While certain vitamins offer genuine benefits for healthy individuals, their roles change significantly during active chemotherapy. How can researchers better distinguish between supplements that support recovery and those that inadvertently protect tumors, and what metrics should define these safety boundaries?
The distinction lies in how a supplement interacts with the specific mechanism of action of the chemotherapy being used. Researchers must focus on whether a supplement enhances the tumor’s ability to repair DNA or neutralize oxidative stress, which are the primary “safety boundaries” that define a supplement as risky. We need to define clear metrics based on whether a substance interferes with the 5-year survival rates or the immediate apoptotic response of cancer cells in clinical trials. For a healthy individual, boosting NAD+ might slow aging or protect the heart, but in an oncology patient, that same boost acts as a survival kit for the tumor. Moving forward, the safety of any supplement must be validated through the lens of tumor metabolism, ensuring that we are not inadvertently providing the very armor the cancer needs to resist our most potent therapies.

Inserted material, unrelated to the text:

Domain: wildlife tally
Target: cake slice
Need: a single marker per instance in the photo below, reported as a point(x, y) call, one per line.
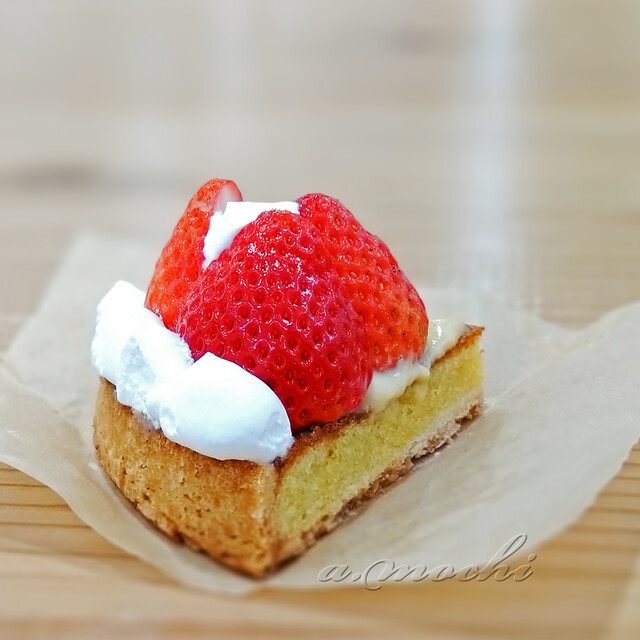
point(284, 421)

What is your forecast for the future of nutritional supplementation during active oncology treatments?
I forecast a shift toward “metabolic precision nutrition,” where supplements are strictly regulated and prescribed as part of the clinical protocol rather than left to the patient’s discretion. We will likely see a move away from the generalized use of “energy-boosting” supplements during chemotherapy, replaced by targeted interventions that have been rigorously tested for interactions with specific drug classes. The medical community is waking up to the fact that the tumor microenvironment is highly sensitive to nutritional inputs, and our discovery is a call to action for more routine screening and clinical research. Ultimately, the goal will be to synchronize a patient’s nutritional intake with their treatment schedule to ensure that we are feeding the person while simultaneously starving the tumor.